Presented by OpenAI: Sora, an advanced video generation model, part 2

OpenAI plans a commercial launch later. Along with safety testers, the business is sharing the model with a small group of film producers and artists to gather comments on how to make Sora more valuable to creative professions. Ramesh explains, “The other goal is to show everyone what is on the horizon, to give a preview of what these models will be capable of.”

The team behind Sora modified the code from OpenAI's most recent text-to-image model, DALL-E 3, in order to make it work with images. The diffusion model is what DALL-E 3 employs, as it does with the majority of text-to-image models. They learn to create an image from a jumble of unstructured pixels.

Sora adopts this strategy and uses it on moving pictures instead of still ones. However, an additional method was also incorporated by the researchers. Sora integrates a transformer neural network with its diffusion model, setting it apart from DALL-E and other generative video models.

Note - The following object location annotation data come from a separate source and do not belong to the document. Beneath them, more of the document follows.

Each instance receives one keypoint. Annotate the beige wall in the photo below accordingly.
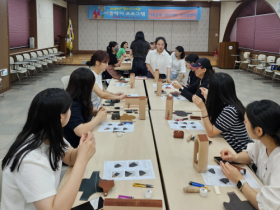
(45, 31)
(227, 8)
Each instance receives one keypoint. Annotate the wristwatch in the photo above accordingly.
(240, 184)
(181, 89)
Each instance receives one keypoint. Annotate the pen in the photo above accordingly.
(196, 184)
(125, 197)
(143, 185)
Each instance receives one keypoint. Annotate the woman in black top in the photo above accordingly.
(112, 51)
(203, 70)
(191, 59)
(82, 111)
(139, 49)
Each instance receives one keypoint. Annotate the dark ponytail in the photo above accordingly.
(110, 46)
(181, 49)
(165, 43)
(266, 115)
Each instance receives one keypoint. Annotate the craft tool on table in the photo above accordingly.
(142, 185)
(125, 197)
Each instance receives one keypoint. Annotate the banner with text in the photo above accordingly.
(143, 13)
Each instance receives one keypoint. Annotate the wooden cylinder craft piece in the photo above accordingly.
(132, 80)
(169, 108)
(159, 87)
(156, 75)
(142, 107)
(200, 153)
(191, 189)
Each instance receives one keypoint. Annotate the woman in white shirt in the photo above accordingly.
(99, 61)
(262, 121)
(159, 59)
(32, 166)
(178, 66)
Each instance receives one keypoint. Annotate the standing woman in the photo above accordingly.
(224, 112)
(191, 59)
(122, 50)
(203, 70)
(32, 166)
(99, 61)
(262, 120)
(139, 49)
(112, 50)
(159, 59)
(80, 89)
(178, 66)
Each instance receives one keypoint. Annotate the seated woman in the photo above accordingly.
(122, 50)
(99, 61)
(159, 59)
(191, 59)
(203, 70)
(178, 66)
(82, 111)
(112, 50)
(262, 120)
(152, 45)
(224, 112)
(32, 166)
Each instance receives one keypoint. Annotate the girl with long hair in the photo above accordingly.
(122, 51)
(178, 66)
(80, 88)
(99, 61)
(112, 50)
(139, 49)
(32, 166)
(262, 120)
(191, 59)
(159, 59)
(203, 70)
(223, 113)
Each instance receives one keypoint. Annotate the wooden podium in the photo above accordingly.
(226, 49)
(62, 43)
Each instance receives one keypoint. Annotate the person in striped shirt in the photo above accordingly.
(223, 112)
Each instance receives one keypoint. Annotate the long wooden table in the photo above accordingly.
(137, 145)
(156, 103)
(176, 163)
(125, 66)
(138, 89)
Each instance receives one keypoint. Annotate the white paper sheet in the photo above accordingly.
(214, 179)
(182, 125)
(128, 170)
(179, 98)
(122, 84)
(132, 95)
(163, 85)
(116, 126)
(140, 78)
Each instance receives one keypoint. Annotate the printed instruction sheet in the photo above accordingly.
(116, 126)
(132, 95)
(215, 177)
(128, 170)
(122, 84)
(164, 85)
(182, 125)
(178, 98)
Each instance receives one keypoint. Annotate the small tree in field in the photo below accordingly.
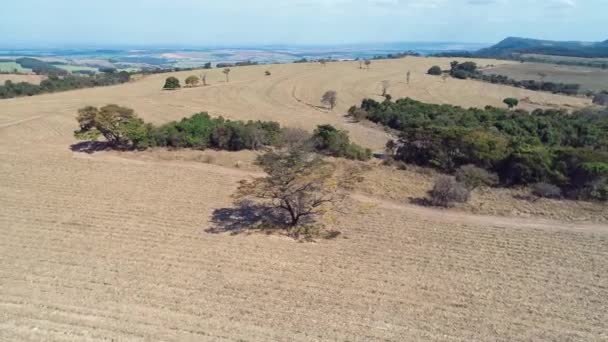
(300, 185)
(118, 125)
(192, 81)
(435, 70)
(511, 102)
(385, 85)
(172, 83)
(329, 99)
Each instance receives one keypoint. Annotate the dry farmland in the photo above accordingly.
(112, 246)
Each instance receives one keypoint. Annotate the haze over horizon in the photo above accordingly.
(301, 22)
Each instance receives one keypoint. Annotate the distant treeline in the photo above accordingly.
(40, 67)
(532, 59)
(231, 65)
(56, 83)
(551, 146)
(469, 70)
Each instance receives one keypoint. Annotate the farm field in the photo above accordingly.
(112, 246)
(12, 66)
(34, 79)
(589, 78)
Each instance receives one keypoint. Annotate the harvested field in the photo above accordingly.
(114, 247)
(15, 78)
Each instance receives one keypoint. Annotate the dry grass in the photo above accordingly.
(34, 79)
(108, 246)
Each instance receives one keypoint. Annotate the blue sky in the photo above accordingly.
(249, 22)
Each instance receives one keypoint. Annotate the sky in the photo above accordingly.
(295, 22)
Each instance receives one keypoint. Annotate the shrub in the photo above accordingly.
(601, 99)
(171, 83)
(546, 190)
(192, 81)
(511, 102)
(333, 142)
(435, 70)
(473, 177)
(447, 191)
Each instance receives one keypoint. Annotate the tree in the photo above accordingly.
(192, 81)
(601, 99)
(385, 85)
(172, 83)
(119, 126)
(330, 98)
(435, 70)
(300, 185)
(511, 102)
(447, 191)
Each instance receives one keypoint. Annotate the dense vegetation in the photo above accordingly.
(56, 84)
(40, 67)
(469, 70)
(550, 146)
(123, 129)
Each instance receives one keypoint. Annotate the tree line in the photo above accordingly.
(123, 129)
(569, 151)
(55, 83)
(469, 70)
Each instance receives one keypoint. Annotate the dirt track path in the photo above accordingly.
(98, 248)
(452, 216)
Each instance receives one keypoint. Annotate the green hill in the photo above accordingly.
(513, 46)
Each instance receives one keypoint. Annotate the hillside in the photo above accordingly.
(121, 245)
(513, 45)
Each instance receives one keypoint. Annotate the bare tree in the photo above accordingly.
(385, 85)
(542, 77)
(299, 184)
(330, 98)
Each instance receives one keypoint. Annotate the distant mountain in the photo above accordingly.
(513, 46)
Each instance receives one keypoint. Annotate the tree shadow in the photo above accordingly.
(247, 216)
(90, 147)
(421, 201)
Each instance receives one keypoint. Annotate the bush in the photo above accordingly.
(447, 191)
(333, 142)
(473, 177)
(192, 81)
(511, 102)
(172, 83)
(546, 190)
(435, 70)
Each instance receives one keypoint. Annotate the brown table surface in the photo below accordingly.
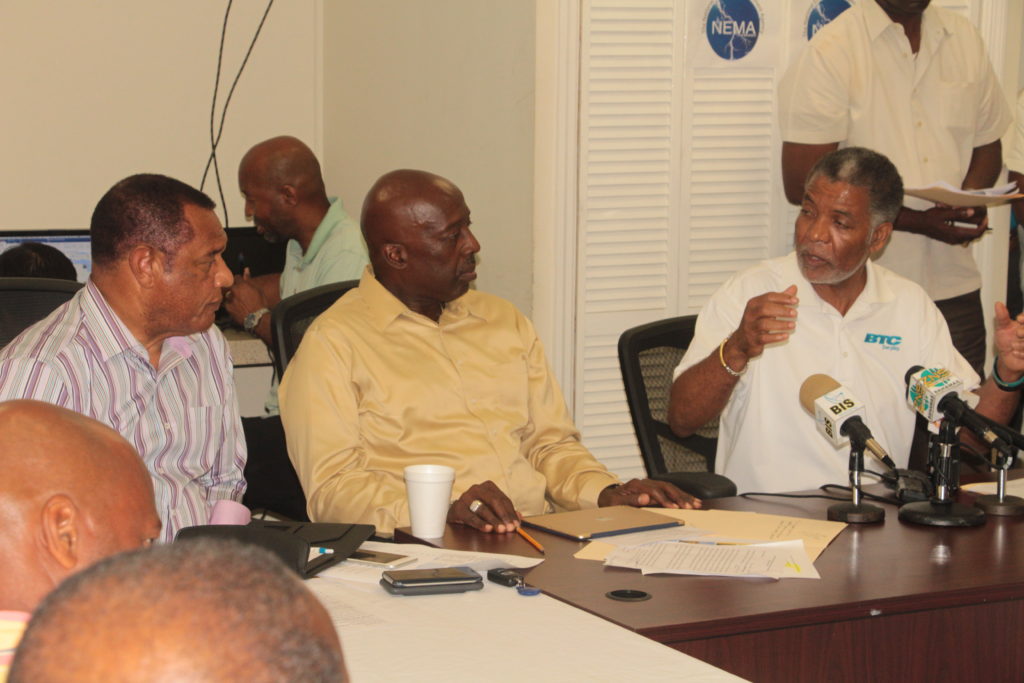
(911, 573)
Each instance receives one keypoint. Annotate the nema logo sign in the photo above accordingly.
(885, 340)
(732, 27)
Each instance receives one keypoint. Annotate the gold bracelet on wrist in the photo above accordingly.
(721, 357)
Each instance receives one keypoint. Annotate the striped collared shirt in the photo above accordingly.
(182, 418)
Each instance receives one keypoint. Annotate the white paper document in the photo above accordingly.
(784, 559)
(943, 193)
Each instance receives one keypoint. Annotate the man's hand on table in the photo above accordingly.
(494, 511)
(641, 493)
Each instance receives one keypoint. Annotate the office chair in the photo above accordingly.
(647, 354)
(25, 301)
(273, 484)
(291, 318)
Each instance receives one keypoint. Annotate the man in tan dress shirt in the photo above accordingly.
(414, 368)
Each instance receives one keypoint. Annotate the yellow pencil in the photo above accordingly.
(530, 540)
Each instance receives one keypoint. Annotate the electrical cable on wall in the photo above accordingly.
(215, 137)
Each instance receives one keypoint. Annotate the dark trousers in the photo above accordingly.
(967, 326)
(271, 481)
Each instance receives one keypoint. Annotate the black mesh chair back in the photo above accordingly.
(647, 355)
(293, 315)
(25, 301)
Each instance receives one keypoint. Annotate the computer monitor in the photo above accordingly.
(73, 243)
(247, 249)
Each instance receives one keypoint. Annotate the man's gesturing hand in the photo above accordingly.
(767, 318)
(495, 512)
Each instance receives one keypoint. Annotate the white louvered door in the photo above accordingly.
(678, 170)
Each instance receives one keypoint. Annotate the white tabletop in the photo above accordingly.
(492, 635)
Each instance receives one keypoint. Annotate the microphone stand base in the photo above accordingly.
(1010, 506)
(860, 513)
(941, 514)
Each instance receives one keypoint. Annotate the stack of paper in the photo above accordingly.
(722, 543)
(943, 193)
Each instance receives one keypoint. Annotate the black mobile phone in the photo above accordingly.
(424, 582)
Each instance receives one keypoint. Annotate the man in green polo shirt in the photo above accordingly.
(281, 181)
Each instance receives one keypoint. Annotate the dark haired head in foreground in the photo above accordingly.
(205, 609)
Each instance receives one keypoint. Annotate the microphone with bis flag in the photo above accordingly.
(839, 415)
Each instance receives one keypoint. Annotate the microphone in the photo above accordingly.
(839, 415)
(933, 393)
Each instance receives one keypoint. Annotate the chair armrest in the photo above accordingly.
(701, 484)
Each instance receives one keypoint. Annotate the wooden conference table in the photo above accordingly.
(895, 601)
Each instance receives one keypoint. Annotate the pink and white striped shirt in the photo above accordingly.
(182, 418)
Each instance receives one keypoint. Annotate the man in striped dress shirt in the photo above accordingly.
(136, 348)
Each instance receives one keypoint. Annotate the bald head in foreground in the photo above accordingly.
(72, 492)
(182, 612)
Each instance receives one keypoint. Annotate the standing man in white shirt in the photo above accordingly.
(1015, 162)
(282, 183)
(914, 83)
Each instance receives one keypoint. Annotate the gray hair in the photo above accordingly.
(868, 169)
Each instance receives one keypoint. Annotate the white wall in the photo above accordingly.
(444, 86)
(95, 91)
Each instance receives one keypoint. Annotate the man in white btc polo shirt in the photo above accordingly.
(823, 308)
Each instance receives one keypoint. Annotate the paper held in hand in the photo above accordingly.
(943, 193)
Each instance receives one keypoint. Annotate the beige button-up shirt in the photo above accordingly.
(376, 387)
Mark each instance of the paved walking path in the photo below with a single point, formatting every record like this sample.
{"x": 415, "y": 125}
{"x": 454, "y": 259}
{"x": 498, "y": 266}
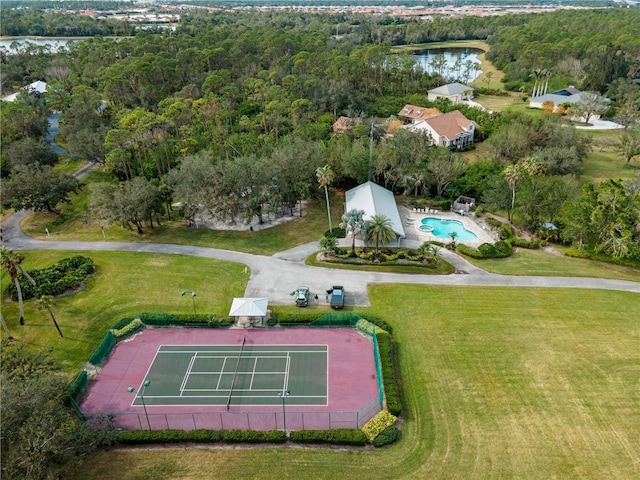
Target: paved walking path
{"x": 274, "y": 277}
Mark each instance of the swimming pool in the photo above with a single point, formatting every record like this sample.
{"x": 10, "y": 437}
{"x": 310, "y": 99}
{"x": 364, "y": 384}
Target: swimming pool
{"x": 442, "y": 228}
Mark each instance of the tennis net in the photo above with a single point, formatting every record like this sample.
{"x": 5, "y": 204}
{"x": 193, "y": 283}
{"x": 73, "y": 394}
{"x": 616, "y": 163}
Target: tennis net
{"x": 235, "y": 373}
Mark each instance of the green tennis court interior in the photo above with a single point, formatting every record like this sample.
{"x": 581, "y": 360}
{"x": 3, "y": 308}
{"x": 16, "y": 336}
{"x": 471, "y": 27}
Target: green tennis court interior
{"x": 236, "y": 375}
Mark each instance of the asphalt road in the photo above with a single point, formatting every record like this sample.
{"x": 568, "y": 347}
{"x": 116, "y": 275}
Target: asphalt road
{"x": 274, "y": 277}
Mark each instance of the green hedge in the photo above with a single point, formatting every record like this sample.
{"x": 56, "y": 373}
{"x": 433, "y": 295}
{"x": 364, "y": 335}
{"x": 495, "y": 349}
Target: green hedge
{"x": 79, "y": 385}
{"x": 388, "y": 436}
{"x": 378, "y": 424}
{"x": 522, "y": 243}
{"x": 391, "y": 392}
{"x": 162, "y": 319}
{"x": 336, "y": 232}
{"x": 340, "y": 436}
{"x": 63, "y": 275}
{"x": 130, "y": 328}
{"x": 137, "y": 437}
{"x": 500, "y": 249}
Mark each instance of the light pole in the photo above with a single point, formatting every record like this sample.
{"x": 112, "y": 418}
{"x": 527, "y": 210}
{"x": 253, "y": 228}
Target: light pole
{"x": 283, "y": 395}
{"x": 193, "y": 298}
{"x": 144, "y": 405}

Transformations excel at processing lengthy data sequences like words. They're the secret sauce of huge language models like OpenAI's GPT-4 and Google DeepMind's Gemini. But videos aren't text. The researchers had to chop films into parts that could be considered as such. They diced movies over space and time. Brooks compares it to cutting cubes from a stack of video frames.

The transformer within Sora can handle these video chunks like a huge language model analyzes words in a block of text. Researchers believe this allowed Sora to be trained on more video kinds than prior text-to-video models, including resolution, length, aspect ratio, and orientation. “It really helps the model,” adds Brooks. We don't know of any existing work on that.

Witness executive director Sam Gregory adds, “From a technical perspective it seems like a very significant leap forward,” referring to the use and misuse of video technology. “But there are two sides to the coin,” he argues. “Expressive capabilities allow more people to tell stories through video. There are also abuse opportunities.”

Technology like this might be used to mislead people about protest locations or combat zones, as pointed out by Gregory. The variety of styles is intriguing as well, he remarks. The video would seem more genuine if it included a wobbly camera effect that mimicked a phone shot.

Technology like this might be used to mislead people about protest locations or combat zones, as pointed out by Gregory. The variety of styles is intriguing as well, he remarks. The video would seem more genuine if it included a wobbly camera effect that mimicked a phone shot.

OpenAI will use DALL-E 3 safety testing from last year. Sora filters all model suggestions to block violent, pornographic, hostile, and known person photos. Another filter looks at created video frames and blocks OpenAI safety violations.

A DALL-E 3 fake-image detector is being adapted by OpenAI for Sora. All Sora output will include industry-standard C2PA tags, which describe picture generation. These steps are not infallible. False-image detectors can fail. Most social networking platforms automatically delete metadata from submitted photographs, making it easier to erase.

According to Ramesh, "Before it would make sense for us to release this, we will definitely need to get more feedback and learn more about the different types of risks that need to be addressed and addressed with video."

He is in agreement. In his words, "We are talking about this research now in order to begin getting the input that we need in order to do the work that is necessary to figure out how it could be deployed safely." This is one of the reasons why we are discussing this research at this time.

Keep coming back here for the most up-to-date information.